Along the dojo’s calmly colored walls are hanging Japanese symbols and other decorative art pieces. Equipment, including traditional Japanese weaponry surround the gray, padded training mat, which accounts for the majority of the building’s floor space. The mat is where students practice karate in two- to three-hour sessions, which begin and end with a reflection and meditation period, two to three times each week.
Photos and other reminders of past community service projects are also displayed, and one corner is a library with over 300 books on the martial arts and related subjects. Aside from learning physical self defense and working on community service projects, students are assigned homework, “not college-level course work, but it’s designed to make them think,” said Gould.
“Students here don’t just have a physical experience, but an academic experience as well,” he said.
Unlike most martial arts studios that begin by offering youth programs, Emerald Necklace began with adult classes – ages 14 and up – and currently has around 45 adult members, including nine who have earned a black belt. The studio began offering Lil’ Dragon courses for children ages 4 to 8 last year, and added another youth program this year for those aged 9 to 13.
His membership is “phenomenally” diverse, he said.
Students in the adult classes, from age 14 to over 50, come from every corner of Boston and as far as Natick, said Gould. They range in terms of gender – around 65 percent are women, religious and ethnic background, physical capability, training background and height – as short as 4’11” and as tall as 6’5”, he said.
But, the differences vanish on the training floor, where everyone is trained to have the humble mentality of a beginner.
Of the nine black belt students, five graduated two weeks ago.

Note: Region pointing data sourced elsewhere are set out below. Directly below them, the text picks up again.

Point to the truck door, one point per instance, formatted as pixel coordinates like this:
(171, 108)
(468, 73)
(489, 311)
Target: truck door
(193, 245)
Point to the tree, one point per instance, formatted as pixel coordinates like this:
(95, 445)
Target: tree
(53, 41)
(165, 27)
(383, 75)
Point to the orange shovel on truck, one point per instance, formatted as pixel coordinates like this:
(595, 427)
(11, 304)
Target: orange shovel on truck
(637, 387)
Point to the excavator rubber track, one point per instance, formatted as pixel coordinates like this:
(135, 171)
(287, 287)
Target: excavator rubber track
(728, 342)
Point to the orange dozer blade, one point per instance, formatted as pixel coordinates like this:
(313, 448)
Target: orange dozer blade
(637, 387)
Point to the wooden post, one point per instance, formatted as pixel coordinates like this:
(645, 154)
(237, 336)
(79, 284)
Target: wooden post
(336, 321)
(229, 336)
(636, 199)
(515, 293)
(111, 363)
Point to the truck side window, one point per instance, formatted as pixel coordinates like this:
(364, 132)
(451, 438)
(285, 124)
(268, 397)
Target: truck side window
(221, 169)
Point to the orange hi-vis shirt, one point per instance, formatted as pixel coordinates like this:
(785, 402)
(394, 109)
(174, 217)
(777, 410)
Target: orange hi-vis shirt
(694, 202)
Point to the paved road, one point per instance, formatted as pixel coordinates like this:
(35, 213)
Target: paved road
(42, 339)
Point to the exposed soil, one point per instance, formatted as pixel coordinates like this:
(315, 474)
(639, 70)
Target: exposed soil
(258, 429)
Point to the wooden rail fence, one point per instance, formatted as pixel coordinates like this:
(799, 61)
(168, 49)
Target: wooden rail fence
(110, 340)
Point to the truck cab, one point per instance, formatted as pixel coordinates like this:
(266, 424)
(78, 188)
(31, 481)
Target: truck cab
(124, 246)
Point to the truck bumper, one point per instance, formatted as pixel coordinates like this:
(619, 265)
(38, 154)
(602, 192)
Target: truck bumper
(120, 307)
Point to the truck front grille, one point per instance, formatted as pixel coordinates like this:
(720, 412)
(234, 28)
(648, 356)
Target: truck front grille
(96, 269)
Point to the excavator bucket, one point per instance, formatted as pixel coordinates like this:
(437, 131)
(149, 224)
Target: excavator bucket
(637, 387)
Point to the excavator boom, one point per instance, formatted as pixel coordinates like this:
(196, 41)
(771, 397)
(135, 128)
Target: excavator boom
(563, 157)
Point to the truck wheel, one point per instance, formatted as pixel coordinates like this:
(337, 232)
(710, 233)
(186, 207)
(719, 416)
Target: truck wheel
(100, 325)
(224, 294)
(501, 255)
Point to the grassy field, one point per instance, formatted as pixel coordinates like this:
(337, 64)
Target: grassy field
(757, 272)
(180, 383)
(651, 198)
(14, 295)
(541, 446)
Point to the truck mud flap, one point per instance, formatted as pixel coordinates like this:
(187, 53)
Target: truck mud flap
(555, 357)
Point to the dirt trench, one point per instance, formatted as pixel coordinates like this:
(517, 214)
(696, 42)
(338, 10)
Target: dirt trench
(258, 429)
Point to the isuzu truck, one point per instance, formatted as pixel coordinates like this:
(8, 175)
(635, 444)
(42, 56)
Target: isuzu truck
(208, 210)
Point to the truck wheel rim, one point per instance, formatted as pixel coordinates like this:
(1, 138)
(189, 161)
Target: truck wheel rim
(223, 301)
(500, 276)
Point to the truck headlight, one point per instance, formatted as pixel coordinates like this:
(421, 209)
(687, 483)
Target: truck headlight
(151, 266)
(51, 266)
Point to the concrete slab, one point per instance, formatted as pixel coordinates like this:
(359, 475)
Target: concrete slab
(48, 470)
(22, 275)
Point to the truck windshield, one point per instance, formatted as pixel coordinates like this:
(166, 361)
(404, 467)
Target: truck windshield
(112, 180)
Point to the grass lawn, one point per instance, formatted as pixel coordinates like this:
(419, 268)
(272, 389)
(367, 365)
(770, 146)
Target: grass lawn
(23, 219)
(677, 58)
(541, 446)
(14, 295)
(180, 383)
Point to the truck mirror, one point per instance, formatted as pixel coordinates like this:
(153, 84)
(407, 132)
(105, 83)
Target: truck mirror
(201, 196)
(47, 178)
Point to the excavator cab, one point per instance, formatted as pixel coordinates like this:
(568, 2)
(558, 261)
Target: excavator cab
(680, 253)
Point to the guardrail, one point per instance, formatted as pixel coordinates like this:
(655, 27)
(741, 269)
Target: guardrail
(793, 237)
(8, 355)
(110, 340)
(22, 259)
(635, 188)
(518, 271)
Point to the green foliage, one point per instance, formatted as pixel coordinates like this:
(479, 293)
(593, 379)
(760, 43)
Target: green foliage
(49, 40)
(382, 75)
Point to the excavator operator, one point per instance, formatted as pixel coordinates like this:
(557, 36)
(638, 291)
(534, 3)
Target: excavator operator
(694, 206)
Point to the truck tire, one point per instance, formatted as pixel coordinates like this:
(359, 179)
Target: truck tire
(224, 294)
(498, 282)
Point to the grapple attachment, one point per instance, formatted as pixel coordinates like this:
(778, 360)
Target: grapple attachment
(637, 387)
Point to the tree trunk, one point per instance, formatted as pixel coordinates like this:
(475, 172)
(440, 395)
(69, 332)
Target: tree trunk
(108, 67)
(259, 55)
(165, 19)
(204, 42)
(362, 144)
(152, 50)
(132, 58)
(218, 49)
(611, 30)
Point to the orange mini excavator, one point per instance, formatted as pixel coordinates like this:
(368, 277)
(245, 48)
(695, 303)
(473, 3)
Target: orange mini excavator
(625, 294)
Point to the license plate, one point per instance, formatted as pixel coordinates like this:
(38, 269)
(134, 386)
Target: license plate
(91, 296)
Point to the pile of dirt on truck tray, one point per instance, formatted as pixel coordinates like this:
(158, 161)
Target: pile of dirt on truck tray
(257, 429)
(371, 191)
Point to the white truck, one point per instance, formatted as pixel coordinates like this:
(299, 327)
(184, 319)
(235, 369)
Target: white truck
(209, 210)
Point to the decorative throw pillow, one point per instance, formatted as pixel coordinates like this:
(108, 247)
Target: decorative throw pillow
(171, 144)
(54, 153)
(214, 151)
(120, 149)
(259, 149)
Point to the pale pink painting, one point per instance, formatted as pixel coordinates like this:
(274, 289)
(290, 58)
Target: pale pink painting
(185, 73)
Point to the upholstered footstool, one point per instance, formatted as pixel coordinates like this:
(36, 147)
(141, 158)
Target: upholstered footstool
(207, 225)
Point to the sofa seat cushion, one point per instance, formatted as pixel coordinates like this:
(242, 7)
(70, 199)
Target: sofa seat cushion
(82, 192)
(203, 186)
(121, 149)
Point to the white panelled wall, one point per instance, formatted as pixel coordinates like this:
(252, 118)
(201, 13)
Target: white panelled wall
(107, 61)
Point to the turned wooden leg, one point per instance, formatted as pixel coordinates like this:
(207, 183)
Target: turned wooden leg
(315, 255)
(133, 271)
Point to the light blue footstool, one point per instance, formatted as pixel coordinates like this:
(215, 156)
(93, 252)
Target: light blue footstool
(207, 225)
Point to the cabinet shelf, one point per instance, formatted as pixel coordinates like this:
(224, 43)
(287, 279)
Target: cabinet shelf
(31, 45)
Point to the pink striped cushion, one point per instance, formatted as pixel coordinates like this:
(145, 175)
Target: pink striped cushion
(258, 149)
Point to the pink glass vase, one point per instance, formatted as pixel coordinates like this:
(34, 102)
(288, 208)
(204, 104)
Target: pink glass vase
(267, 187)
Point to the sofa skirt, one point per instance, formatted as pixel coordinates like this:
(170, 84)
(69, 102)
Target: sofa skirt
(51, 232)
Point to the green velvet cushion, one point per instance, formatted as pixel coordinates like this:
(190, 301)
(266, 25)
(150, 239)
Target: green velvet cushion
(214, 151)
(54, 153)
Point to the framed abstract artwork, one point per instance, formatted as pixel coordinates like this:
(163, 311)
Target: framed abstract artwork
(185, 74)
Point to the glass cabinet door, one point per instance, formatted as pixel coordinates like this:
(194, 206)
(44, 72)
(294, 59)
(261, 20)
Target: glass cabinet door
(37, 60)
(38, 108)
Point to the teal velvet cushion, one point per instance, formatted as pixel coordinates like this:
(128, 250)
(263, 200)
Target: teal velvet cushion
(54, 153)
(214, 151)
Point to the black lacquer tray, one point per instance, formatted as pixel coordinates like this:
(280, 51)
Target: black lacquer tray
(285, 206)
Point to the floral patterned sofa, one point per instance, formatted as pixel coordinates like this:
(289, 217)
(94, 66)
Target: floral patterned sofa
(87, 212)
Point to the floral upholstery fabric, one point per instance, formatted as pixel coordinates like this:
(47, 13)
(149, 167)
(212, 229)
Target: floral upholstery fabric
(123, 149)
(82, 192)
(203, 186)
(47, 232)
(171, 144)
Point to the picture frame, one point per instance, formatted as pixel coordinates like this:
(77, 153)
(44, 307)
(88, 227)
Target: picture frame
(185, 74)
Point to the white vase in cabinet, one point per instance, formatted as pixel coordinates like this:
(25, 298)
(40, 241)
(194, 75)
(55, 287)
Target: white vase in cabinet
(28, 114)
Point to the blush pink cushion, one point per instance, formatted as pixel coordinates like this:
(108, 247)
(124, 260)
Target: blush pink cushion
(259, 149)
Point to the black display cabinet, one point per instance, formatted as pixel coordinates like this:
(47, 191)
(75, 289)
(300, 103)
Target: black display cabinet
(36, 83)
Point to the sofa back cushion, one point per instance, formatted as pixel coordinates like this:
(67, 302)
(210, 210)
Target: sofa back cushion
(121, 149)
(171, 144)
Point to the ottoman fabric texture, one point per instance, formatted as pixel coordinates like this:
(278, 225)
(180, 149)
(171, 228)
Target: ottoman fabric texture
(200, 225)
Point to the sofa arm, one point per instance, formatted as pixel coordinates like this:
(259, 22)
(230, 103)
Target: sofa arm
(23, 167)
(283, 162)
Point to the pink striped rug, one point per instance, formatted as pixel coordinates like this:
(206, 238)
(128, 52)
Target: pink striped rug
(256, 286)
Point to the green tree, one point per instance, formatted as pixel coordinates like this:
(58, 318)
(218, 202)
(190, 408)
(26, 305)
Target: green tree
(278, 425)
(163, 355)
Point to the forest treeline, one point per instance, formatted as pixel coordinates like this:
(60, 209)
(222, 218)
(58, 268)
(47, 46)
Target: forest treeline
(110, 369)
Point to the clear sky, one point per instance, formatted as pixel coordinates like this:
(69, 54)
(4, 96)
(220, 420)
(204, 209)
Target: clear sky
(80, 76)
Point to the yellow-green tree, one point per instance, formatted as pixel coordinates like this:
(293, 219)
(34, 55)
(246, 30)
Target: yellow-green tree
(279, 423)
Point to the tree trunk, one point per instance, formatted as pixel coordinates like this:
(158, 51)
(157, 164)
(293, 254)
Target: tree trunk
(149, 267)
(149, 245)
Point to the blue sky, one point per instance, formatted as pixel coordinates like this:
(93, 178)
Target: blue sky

“It was an amazing experience because I can remember each one of their first classes,” said Gould, who over the course of about one hour told numerous stories about his students, mentioning them by first name without having to pause to remember.
Watching the late-October graduation ceremony had seemed like the ultimate level of satisfaction for Gould as a teacher – until the next morning.
“I just gave out black belts the day before … those students have grown and developed, and less than 24 hours later I had a student walk in who knew nothing. It was just a great, indescribable feeling for me.”